Protest Bitburg Ceremonies at U.S. Military Cemeteries in EuropeAP , Associated Press
May. 5, 1985 5:02 PM ET
HENRI-CHAPELLE, BELGIUM HENRI-CHAPELLE, Belgium (AP) _ New Jersey Sen. Frank Lautenberg and two rabbis from California made separate visits Sunday to U.S. military cemeteries to mark their opposition to President Reagan's presence at a German military cemetery.
''Today we missed the president to be in an American cemetery,'' said Lautenberg, a Democrat, after laying wreaths on the graves of three New Jersey soldiers buried with 7,986 other Americans at Henri-Chapelle, the largest U.S. military cemetery in Belgium.
At the same time in Luxembourg, a delegation from the Simon Wiesenthal Center in California including Rabbi Marvin Hier, dean of the center, and Rabbi Abraham Cooper accompanied U.S. Ambassador John E. Doliblois in a wreath-laying ceremony at the U.S. military cemetery near Luxembourg City.
Lautenberg, who had visited the former Nazi concentration camp of Dachau on Saturday, flew here on a private plane. He was accompanied by Poland-born Morris Glass from Randolph, N.J., a survivor of the Dachau and Auschwitz death camps.

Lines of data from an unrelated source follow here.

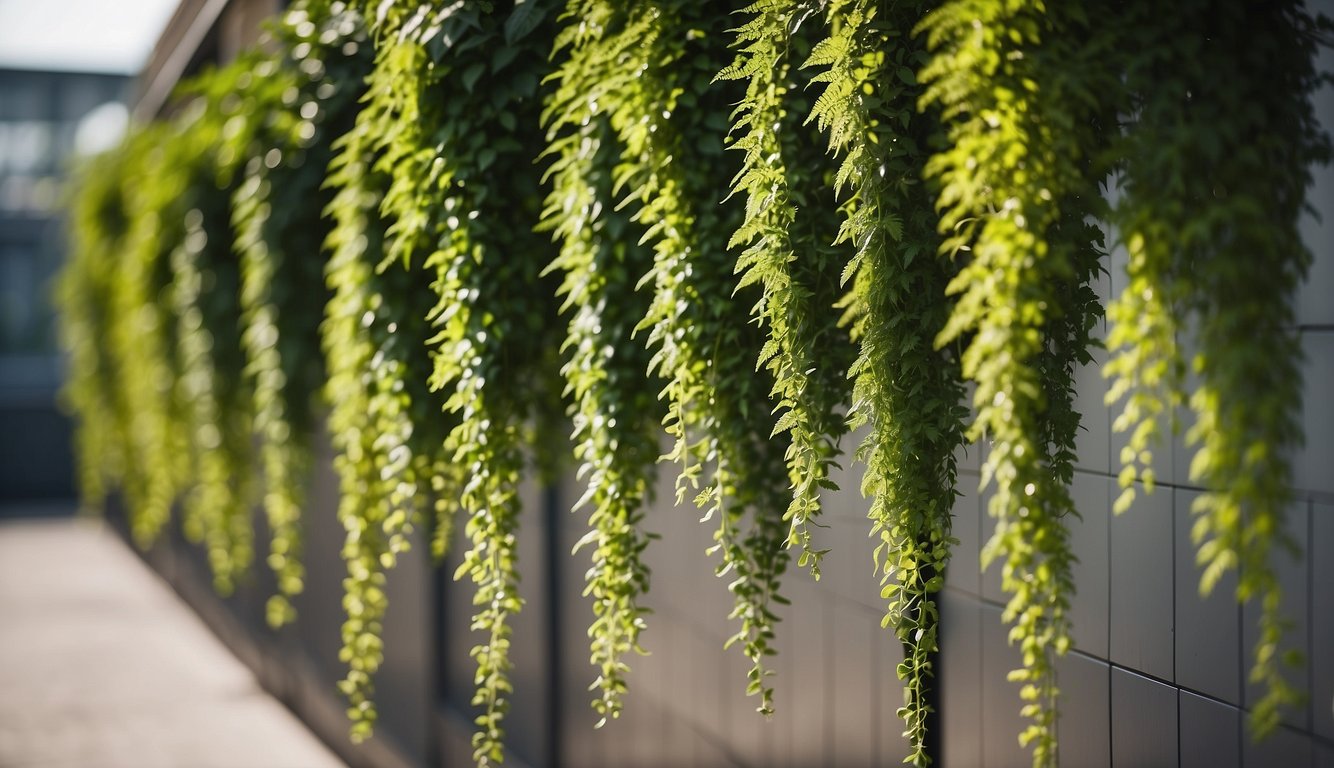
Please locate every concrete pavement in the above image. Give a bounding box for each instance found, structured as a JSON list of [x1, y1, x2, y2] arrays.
[[0, 519, 343, 768]]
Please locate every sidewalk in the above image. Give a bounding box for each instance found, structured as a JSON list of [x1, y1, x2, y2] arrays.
[[0, 519, 342, 768]]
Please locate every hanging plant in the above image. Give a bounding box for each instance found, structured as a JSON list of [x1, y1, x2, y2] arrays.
[[108, 125, 191, 548], [60, 0, 1334, 765], [719, 0, 852, 579], [549, 3, 787, 712], [320, 84, 458, 741], [56, 144, 132, 511], [162, 98, 256, 595], [806, 0, 967, 765], [920, 0, 1115, 765], [223, 3, 371, 627], [336, 3, 560, 764], [542, 3, 662, 727], [1107, 3, 1334, 736]]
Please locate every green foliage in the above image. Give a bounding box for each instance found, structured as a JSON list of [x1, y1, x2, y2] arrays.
[[719, 0, 851, 579], [320, 36, 456, 740], [56, 147, 131, 509], [223, 3, 371, 627], [806, 0, 967, 765], [920, 0, 1110, 765], [59, 0, 1331, 765], [352, 1, 560, 765], [542, 3, 662, 725], [592, 1, 788, 713], [1107, 3, 1331, 735], [102, 125, 189, 547]]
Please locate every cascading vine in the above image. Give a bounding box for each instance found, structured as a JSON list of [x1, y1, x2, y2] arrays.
[[108, 125, 191, 547], [59, 0, 1334, 765], [570, 1, 788, 713], [804, 0, 967, 765], [718, 0, 851, 579], [171, 144, 255, 595], [920, 0, 1114, 765], [352, 3, 560, 765], [543, 1, 662, 725], [56, 145, 135, 511], [1107, 1, 1334, 735], [223, 3, 371, 627], [321, 105, 458, 740]]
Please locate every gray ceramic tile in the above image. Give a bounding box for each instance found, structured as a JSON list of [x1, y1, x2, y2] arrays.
[[1110, 488, 1173, 680], [1242, 503, 1311, 731], [830, 600, 880, 768], [1242, 728, 1314, 768], [980, 605, 1033, 768], [946, 472, 983, 595], [1178, 691, 1242, 768], [1309, 504, 1334, 741], [1067, 472, 1113, 659], [1293, 333, 1334, 493], [1111, 669, 1177, 768], [1107, 238, 1185, 490], [1057, 653, 1111, 765], [938, 592, 982, 765], [1165, 489, 1242, 704]]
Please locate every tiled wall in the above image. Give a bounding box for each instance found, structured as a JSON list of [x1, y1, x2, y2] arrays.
[[434, 15, 1334, 768]]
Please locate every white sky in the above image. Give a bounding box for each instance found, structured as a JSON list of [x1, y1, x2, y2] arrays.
[[0, 0, 179, 75]]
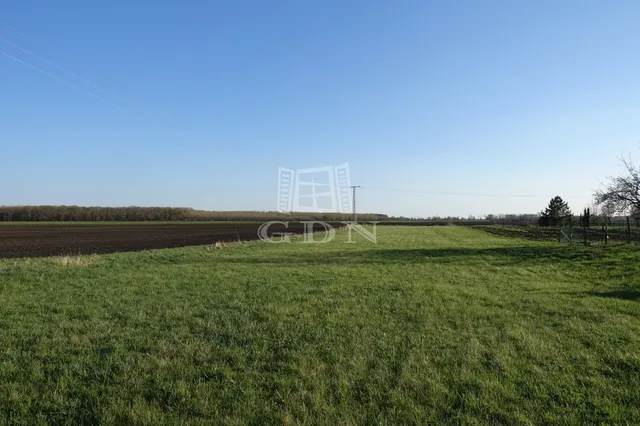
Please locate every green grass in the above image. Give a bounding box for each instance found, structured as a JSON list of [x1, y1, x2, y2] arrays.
[[0, 227, 640, 425]]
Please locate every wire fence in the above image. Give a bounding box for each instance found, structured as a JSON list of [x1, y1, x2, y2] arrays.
[[558, 226, 640, 246]]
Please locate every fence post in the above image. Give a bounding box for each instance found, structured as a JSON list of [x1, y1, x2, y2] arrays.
[[569, 223, 573, 245]]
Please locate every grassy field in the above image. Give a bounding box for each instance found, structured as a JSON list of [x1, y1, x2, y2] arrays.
[[0, 227, 640, 425]]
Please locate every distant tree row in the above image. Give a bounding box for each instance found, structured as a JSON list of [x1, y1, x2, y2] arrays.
[[0, 206, 388, 222], [0, 206, 192, 222]]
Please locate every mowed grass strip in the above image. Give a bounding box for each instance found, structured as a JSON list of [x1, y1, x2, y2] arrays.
[[0, 227, 640, 425]]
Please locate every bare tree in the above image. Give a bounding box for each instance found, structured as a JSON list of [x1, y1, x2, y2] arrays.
[[594, 157, 640, 213]]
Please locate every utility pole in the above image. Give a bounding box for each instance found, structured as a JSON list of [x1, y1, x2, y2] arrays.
[[350, 185, 360, 222]]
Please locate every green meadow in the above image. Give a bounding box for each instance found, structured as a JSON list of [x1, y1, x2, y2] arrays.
[[0, 226, 640, 425]]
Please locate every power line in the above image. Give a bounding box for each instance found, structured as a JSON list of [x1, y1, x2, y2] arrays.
[[0, 45, 192, 141], [0, 37, 119, 97], [0, 50, 131, 113]]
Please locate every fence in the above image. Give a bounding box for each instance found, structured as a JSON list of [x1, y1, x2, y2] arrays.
[[558, 221, 640, 246]]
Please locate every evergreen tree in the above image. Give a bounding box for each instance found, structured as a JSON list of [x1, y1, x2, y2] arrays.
[[540, 196, 573, 226]]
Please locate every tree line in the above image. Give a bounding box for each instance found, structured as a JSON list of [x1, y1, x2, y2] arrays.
[[0, 206, 192, 222]]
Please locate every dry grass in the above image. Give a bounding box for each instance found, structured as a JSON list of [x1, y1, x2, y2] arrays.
[[55, 254, 99, 268]]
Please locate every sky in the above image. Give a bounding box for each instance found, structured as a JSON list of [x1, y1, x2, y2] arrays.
[[0, 0, 640, 217]]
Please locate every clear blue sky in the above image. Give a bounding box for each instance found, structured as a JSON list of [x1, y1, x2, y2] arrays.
[[0, 0, 640, 216]]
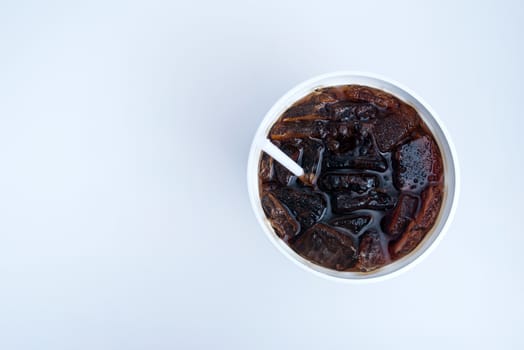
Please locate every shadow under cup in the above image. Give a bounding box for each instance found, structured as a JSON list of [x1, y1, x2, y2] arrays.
[[247, 72, 458, 282]]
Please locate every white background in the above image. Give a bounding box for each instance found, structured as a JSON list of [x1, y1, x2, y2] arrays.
[[0, 1, 524, 350]]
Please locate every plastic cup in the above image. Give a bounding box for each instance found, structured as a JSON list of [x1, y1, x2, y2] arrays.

Lautenberg placed wreaths on the graves of one Jewish and two Christian soldiers. A total of 297 New Jersey men are buried at Henri-Chappelle. The names of 11 others whose bodies are missing are engraved on a monument.
There are 7,989 U.S. soldiers buried in Henri-Chapelle, most of them killed during the Battle of the Bulge in December 1944.
''These boys resting here are the real victims of the Nazis,'' Lautenberg said. ''It is very symbolic.''
Some 350 people, including former concentration camp prisoners, attended the ceremony at the Luxembourg cemetery.
Rabbi Hier, in his address, said, ''Let there be no confusion. Those interred here in the American cemetery fought and died for the principles of the Judeo-Christian civilization. Those buried at Bitburg fought to end it.''
He was referring to the Germany military cemetery at Bitburg that President Reagan visited on Sunday with West German Chancellor Helmut Kohl.
''There was no confusion when these boys who are buried here took up their call and so let there be no confusion now,'' said Hier. ''These men would have died in vain if the policies they sought to defeat were dignified or, God forbid, rehabilitated.
''Therefore we say today it is no sin to protest this dishonor ... to them on this 40th anniversary. So long as tales are told and words have meaning, for so long will freedom-loving people everywhere bless the memories of these noble souls who cleansed God's earth of the scourge that was Nazi Germany.''
Doliblois told Hier afterwards, ''There is no confusion in my mind,'' and he asked the rabbi for a copy of his speech, saying he would send it to Reagan.
After the ceremony, the members from the Simon Wiesenthal Center went to Bitburg to join a protest against Reagan's visit.